優しいけれど、怖い人でもありました。僕の幼い頃の話ですが、父は絵を描くのが得意で、僕の大好きな『機動戦士ガンダム』の絵を描いてくれたことがありました。僕は大喜び。でも、子どもだからすぐに飽きちゃう。父の絵をソファの背に置いて、ソファに飛び乗ってはしゃぎ始め、絵がソファの背からハラリと落ちたとたん、父が激怒。「なんだおまえは!」と怒鳴られ、お尻に蹴りを入れられました。
それ以上は母が必死で父を止めてくれたんですけど、母いわく、父はその後、泣き出した僕と正座して向き合い「雅はいいなあ、守ってくれるお母さんがいて」と涙をポロポロこぼしたそうです。父は5歳のときに実のお母さんが家を出てしまい、その後、実父の再婚相手に育てられ、母親からの愛情に恵まれなかったから、“母親が必死に守ってくれる僕”を羨ましく思ったようです。
そうした生い立ちが影響したのかはわかりませんが、父は酔うと荒れるように、だんだんとなっていきました。よく覚えているのは、夜、ベッドの中で聞いていたエレベーターの音。僕は中学時代、バスケットボール部に入っていて、朝練があるので朝が早い。だから夜も早く床につき眠りたいのに、父が帰ってくる音に敏感になって、かえって目が冴えて眠れなくなったりしていたんです。
家の外のエレベーターが動き、父が降りてくる。そして、共用廊下を歩いてくる足音。それらを聞きながら、「今日の機嫌はどうなんだろう」とビクビクして……。打ち上げなどで酔って帰ってくると、ドアの鍵をガチャガチャと乱暴に開けて、母に昼間腹立たしかった出来事をぶちまけ、荒れたりするんです。

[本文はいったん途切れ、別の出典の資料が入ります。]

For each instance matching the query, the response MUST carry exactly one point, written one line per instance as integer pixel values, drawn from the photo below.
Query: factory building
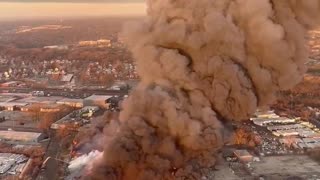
(12, 164)
(77, 103)
(243, 155)
(21, 137)
(97, 100)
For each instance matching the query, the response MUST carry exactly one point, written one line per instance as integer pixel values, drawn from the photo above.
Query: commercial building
(77, 103)
(21, 137)
(75, 119)
(11, 106)
(243, 155)
(12, 164)
(97, 100)
(264, 121)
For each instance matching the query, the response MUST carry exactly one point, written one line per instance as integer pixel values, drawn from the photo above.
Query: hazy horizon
(37, 10)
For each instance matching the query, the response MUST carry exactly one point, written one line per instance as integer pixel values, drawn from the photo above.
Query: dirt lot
(281, 167)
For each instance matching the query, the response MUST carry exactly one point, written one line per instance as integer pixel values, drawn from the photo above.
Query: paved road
(24, 129)
(50, 171)
(65, 92)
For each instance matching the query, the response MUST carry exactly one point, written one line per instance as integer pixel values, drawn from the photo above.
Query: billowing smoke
(202, 64)
(82, 165)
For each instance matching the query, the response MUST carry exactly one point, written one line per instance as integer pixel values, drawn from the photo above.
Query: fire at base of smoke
(202, 63)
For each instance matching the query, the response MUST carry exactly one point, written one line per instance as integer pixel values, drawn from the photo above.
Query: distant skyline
(66, 8)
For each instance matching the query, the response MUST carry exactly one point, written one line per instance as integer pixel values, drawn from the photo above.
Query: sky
(29, 9)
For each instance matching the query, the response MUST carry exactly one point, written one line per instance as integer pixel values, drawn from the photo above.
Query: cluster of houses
(291, 132)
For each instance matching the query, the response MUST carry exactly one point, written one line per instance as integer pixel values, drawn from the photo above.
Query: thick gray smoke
(202, 63)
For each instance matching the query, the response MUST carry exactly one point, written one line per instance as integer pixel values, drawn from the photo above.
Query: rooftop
(98, 97)
(19, 136)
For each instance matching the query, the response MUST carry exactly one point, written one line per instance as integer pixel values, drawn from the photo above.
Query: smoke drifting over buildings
(202, 63)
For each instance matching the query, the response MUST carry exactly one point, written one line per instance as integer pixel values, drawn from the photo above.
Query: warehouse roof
(19, 136)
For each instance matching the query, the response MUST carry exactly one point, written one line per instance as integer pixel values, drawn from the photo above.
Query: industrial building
(97, 100)
(77, 103)
(243, 155)
(12, 164)
(75, 119)
(21, 137)
(293, 132)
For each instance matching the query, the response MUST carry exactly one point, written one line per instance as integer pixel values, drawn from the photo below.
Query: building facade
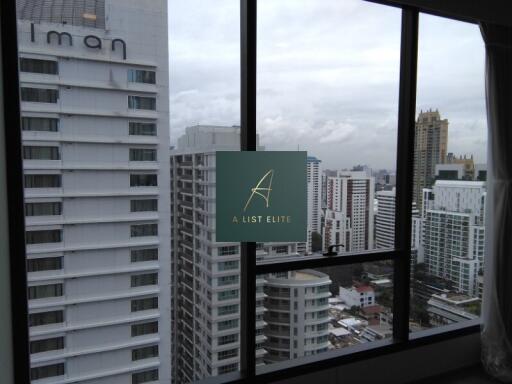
(95, 120)
(297, 314)
(314, 195)
(430, 145)
(349, 217)
(206, 273)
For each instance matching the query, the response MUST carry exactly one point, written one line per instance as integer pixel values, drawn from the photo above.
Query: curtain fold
(497, 298)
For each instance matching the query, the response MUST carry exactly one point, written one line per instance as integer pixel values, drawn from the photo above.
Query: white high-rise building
(314, 194)
(385, 219)
(95, 120)
(349, 218)
(453, 235)
(297, 314)
(206, 310)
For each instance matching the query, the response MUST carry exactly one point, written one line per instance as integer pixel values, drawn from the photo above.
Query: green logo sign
(261, 196)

酔っていないときは優しいのに、酔うと豹変する──まるで“ジキルとハイド”のようで、荒れると、本当に怖かった。僕にひどい暴力を振るうことはなかったのですが、家中のものをメチャクチャにしてしまったり、壁に穴を開けたり。アルミ製のゴミ箱は大きくへこんでいました。母はそれらを「アートだ」と笑って耐えていました。父が荒れると、母はいつも僕と妹を、身体を張って守ってくれましたが、子どもだった僕はどうすることもできませんでした。

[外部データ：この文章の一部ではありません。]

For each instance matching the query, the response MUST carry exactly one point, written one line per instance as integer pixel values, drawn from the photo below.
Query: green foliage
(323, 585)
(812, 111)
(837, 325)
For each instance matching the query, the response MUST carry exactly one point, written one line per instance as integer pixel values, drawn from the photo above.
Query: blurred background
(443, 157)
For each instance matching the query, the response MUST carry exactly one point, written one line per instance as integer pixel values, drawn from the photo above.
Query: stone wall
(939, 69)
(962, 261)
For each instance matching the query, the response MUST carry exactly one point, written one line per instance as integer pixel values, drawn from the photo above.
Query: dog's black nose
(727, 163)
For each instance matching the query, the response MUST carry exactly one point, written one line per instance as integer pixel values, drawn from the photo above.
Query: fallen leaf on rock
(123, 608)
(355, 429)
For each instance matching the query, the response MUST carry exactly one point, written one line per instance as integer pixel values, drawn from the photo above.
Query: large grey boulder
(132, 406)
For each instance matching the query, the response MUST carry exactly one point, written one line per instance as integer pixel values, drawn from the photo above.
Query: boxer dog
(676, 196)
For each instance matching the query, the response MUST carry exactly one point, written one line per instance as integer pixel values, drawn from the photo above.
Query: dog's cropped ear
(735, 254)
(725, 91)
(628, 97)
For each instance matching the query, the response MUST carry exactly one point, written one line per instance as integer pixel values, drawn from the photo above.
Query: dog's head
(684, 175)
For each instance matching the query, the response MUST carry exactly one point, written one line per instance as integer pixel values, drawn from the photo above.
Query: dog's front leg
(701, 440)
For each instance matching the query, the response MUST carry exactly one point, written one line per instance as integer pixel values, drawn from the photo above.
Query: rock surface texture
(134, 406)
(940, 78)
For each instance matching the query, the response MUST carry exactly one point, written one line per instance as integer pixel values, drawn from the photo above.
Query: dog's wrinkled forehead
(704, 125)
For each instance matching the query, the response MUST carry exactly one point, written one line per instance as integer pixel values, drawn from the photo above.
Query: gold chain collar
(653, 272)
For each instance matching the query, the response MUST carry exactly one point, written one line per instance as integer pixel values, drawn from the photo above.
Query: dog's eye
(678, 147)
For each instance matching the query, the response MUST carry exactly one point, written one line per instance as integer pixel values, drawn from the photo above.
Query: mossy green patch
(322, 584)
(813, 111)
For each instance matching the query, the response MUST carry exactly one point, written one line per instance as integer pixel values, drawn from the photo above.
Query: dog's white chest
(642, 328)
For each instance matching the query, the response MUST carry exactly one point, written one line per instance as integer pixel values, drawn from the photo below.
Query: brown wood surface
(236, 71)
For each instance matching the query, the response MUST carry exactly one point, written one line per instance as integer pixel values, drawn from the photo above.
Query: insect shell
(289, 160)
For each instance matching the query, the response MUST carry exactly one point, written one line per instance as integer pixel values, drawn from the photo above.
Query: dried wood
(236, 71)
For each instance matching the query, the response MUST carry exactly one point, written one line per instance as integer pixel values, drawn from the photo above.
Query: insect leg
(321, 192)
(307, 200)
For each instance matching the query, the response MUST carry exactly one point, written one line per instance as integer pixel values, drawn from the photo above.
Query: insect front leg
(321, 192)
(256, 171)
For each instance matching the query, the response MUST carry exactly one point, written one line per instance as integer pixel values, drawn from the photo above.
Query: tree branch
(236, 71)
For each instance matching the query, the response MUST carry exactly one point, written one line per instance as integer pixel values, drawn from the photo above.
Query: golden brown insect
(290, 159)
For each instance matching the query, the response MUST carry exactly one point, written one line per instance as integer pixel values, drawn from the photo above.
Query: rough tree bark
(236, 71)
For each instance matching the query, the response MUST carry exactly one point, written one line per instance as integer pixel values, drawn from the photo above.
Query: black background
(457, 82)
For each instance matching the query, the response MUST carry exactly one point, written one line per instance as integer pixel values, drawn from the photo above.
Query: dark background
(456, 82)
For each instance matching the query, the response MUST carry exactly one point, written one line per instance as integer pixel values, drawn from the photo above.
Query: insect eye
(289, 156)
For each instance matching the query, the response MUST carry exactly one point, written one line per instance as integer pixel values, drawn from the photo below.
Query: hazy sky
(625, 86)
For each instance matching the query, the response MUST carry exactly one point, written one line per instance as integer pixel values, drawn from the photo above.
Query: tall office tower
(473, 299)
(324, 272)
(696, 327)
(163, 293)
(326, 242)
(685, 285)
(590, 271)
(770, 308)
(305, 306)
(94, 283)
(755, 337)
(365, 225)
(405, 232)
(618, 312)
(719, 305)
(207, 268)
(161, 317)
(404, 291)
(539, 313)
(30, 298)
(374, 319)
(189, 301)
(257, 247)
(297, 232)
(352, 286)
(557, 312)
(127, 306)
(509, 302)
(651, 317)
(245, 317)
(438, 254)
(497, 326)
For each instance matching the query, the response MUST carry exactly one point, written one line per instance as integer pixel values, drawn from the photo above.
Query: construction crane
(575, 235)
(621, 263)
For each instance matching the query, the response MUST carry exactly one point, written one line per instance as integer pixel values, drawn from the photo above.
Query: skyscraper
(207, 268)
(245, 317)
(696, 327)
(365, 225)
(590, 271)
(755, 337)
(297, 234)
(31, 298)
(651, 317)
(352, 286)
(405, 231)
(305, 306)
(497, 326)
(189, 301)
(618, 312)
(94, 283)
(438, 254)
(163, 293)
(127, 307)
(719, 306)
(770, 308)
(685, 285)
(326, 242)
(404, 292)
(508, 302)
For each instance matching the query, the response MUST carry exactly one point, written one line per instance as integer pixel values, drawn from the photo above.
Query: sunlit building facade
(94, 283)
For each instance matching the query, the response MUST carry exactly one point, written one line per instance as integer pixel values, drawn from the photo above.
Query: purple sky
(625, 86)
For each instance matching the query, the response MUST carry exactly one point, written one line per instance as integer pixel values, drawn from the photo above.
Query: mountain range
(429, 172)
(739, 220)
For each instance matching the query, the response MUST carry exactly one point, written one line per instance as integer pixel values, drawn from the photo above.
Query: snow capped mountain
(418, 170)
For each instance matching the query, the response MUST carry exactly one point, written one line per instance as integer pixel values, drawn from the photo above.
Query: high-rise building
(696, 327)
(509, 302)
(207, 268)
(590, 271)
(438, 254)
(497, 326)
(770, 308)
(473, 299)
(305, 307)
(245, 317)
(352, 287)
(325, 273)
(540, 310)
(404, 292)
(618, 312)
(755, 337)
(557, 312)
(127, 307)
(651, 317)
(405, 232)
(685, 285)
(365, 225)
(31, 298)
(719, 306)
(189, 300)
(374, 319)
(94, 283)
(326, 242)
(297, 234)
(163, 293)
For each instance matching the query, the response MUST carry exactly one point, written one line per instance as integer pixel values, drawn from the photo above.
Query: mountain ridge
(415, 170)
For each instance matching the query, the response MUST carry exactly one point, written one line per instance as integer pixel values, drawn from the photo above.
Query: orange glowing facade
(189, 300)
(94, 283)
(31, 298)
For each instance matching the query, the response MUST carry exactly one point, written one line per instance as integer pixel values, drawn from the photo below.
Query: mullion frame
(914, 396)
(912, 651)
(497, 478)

一度、父が包丁を持ちだしたときは、3人で家から逃げ出しました。同じマンションの別の階の友人を頼って行き、タクシー代を借りて母の実家に避難。父は翌日、酔いが覚めると優しい父に戻り謝ってくるので、僕らはまた家に戻りましたが、そんな日々が本当につらかった。僕はだんだん父を拒絶して避けて、あまり話をしなくなっていきました。